As doenças provocada no homem ou em animais por micotoxinas é chamada micotoxicose (SANTOS, 2008), cuja severidade varia com a toxidade da micotoxina, grau de exposição, dose ingerida, frequência de ingestão, espécie animal, estado nutricional, sexo, idade, entre outros. Apesar das micotoxicoses não serem contagiosas, por não haver transmissão de um indivíduo a outro, um mesmo individuo pode contrair em seu metabolismo simultaneamente duas ou mais micotoxicoses, fato que aumenta significativamente os malefícios à sua saúde (SOUZA, 2007).

As micotoxicoses se destacaram mundialmente em 1960 com a doença “X” dos perus (AMARAL et al., 2006). Essa doença se difundiu como um dos maiores desastres econômicos ocorridos na Inglaterra, quando cerca de 100.000 perus morreram por causa desconhecida. As aves adoeciam, tornavam-se apáticas, perdiam as forças e morriam em aproximadamente uma semana. Após muitos estudos, verificou-se que as aves morriam por necrose hepática, ocasionada pela ingestão de quantidades significativas de aflatoxina B1,

presente na ração fornecida aos animais, cujo ingrediente contaminante era a torta de amendoim importada do Brasil (CALDAS et al., 2008).

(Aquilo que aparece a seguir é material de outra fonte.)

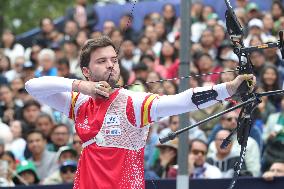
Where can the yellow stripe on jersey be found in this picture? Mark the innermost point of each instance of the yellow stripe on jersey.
(74, 97)
(146, 109)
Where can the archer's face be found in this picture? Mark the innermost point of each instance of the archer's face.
(103, 65)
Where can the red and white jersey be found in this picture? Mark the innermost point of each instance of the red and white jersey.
(116, 159)
(119, 124)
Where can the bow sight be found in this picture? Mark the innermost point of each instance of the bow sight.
(250, 100)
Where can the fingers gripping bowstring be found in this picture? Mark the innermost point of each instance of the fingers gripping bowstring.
(118, 50)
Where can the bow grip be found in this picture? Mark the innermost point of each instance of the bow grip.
(167, 138)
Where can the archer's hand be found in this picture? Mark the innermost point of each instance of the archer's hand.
(94, 89)
(234, 85)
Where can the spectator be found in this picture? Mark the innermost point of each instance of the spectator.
(71, 53)
(44, 160)
(207, 41)
(155, 87)
(276, 170)
(47, 60)
(4, 174)
(28, 71)
(66, 154)
(142, 46)
(71, 29)
(269, 79)
(67, 171)
(117, 37)
(125, 26)
(16, 70)
(167, 158)
(81, 38)
(83, 14)
(160, 29)
(30, 112)
(5, 64)
(174, 123)
(60, 136)
(225, 159)
(26, 174)
(63, 68)
(44, 38)
(16, 85)
(9, 110)
(169, 17)
(268, 23)
(9, 157)
(11, 48)
(18, 144)
(128, 58)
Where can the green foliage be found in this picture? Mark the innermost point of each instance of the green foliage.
(27, 13)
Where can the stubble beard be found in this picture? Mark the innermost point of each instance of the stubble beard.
(111, 81)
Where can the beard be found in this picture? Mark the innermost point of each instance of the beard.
(108, 77)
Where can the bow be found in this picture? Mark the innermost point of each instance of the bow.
(249, 100)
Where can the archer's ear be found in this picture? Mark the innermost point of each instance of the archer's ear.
(86, 72)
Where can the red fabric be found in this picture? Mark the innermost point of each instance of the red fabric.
(214, 77)
(105, 167)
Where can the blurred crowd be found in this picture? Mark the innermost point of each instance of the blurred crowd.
(39, 145)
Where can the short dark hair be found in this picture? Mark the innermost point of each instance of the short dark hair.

As aflatoxicoses estão relacionadas à ingestão de alimentos contaminados por aflatoxinas, inalação ou contato com a toxina, pelo manuseio periódico de produtos

contaminados (SOUZA, 2007). Dentre as micotoxinas já estudadas, as aflatoxinas ocasionam os maiores impactos no desempenho produtivo e reprodutivo de aves, pois o seu trato gastrointestinal absorve rapidamente as aflatoxinas contidas nas rações e as primeiras alterações são: aumento do fígado, baço e rins e a redução da bursa e do timo, além de mudanças na coloração dos órgãos. Em surtos, é possível visualizar palidez das mucosas e pernas, além de partículas de ração mal digerida na excreta das aves com aumento na secreção de lipídios, devido à baixa absorção provocada pelo mau funcionamento do pâncreas. Estes sintomas implicam prejuízos na conversão alimentar. Nos frangos de corte causam redução no ganho de peso, principalmente nos primeiros 21 dias de vida. Enquanto nas aves de postura, causam redução na produção de ovos e respectiva diminuição no seu tamanho físico e condição nutricional (SANTURIO, 2000).

Como os efeitos causados pelas aflatoxinas nas aves podem variar com a concentração ingerida e com o nível de stress em que estas se encontram, Pereira (2009) analisou o desempenho de 1080 frangos de corte submetidos a quatro tipos de dietas: milho de alta densidade, milho de alta densidade contaminado com 2,8 ppm de aflatoxinas, milho de baixa densidade e milho de baixa densidade contaminado com 2,8 ppm de aflatoxinas. O pesquisador constatou que os frangos que ingeriram aflatoxinas e milho de baixa densidade tiveram menor desempenho em termos de ganho de peso e conversão alimentar.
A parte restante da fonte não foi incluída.